Sarah Bogner aus Wien und Bea Dorsch aus München sind Apparat Hase. Auf ihrer ersten Platte servieren sie minimalistische Lieder, rasante Beats und Wortsalat

Da steckt ganz schön viel Gemüse im Debütalbum von Apparat Hase: Um rote Rüben geht es, um Einmachgläser und Buchstabensalat. Apparat Hase sind die Musikerinnen Sarah Bogner aus Wien und Bea Dorsch aus München. Die eine ist 28 Jahre alt und Künstlerin, die andere 37 Jahre alt und in der Psychiatrie angestellt. Kennengelernt haben sie sich im Münchener Nachtleben. Der Bandname ist ein Buchstabensalat aus ihren Vornamen – und dann noch ein bisschen gemogelt.

Bei den Werbefotos für ihre CD haben sie nicht gemogelt – und wurden prompt gefragt, weshalb sie die glänzenden Gesichtspartien auf den Bildern nicht retuschieren ließen. „Wie soll man Haltung bewahren, wenn das Business Haltung für einen Retuschefehler hält?“, fragen sie im PR-Text zur Platte keck zurück. Eine Reaktion, so passgenau wie die elektronischen Beats des Duos. Die Lieder sind minimalistisch aber nie monoton, rasante Rhythmen unterlegen die gelangweilt gesungenen englischen und deutschen Texte. Ihre Texte schreiben Sarah Bogner und Bea Dorsch gemeinsam, die Musik entstand mit Unterstützung der Münchener Robert Merdzo und Andreas Gerth.

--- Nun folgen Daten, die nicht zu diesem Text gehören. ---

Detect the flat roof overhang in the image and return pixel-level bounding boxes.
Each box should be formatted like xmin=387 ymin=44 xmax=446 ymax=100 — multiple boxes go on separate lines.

Apparat Hase verorten ihre Lieder „irgendwo zwischen Minimal Dance, Electro-Pop, New Wave & Old School“, lässig sind sie auf jeden Fall. Aschebahn etwa ist ein wahrer Tanzflächenkracher, Comfort lädt zum Twist in den Elektrokochtopf. Höhepunkt des Albums ist das Lied Flexionsklasse über Einkaufszentren, schlaue Wörter und allgegenwärtiges Gemüse: „Ich mag Einwegdenke nicht / Einmachgläser hab‘ ich nicht / Rote Lippen steh’n mir nicht und auch keine -ismen, -ismen!“ Die beiden Damen reichen Wortsalat. „Einkaufskorb ist leer, Einmachglas ist voll / Shopping Mall gesperrt, Gemüse überall! / Komm mit in mein Einmachglas / Schnellkochtöpfe machen Spaß / Auf rote Lippen ist Verlass / Und auf keine -ismen, -ismen …“ Eine Steigerung ist nach diesem zerhäckselten Wortwitz nicht mehr möglich. Die folgenden Lieder rauschen vorbei, weil man gedanklich an der einen Zeile kleben bleibt: „Gemüse überall!“

Auf der Albumhülle sieht man verwuschelte Haare und zwei ausgeschnittene Frauenkörper vor einem tristen Hintergrund. Schön ist das nicht, aber wie sympathisch diese Verweigerungshaltung ist. Auf der Rückseite des Albums ist der Bandname durchgestrichen, so als bedeuteten sie den Hörern: „Euch machen wir einen Strich durchs Gemüse!“

Das unbetitelte Debütalbum von Apparat Hase ist als CD und LP bei Trikont/Indigo erschienen.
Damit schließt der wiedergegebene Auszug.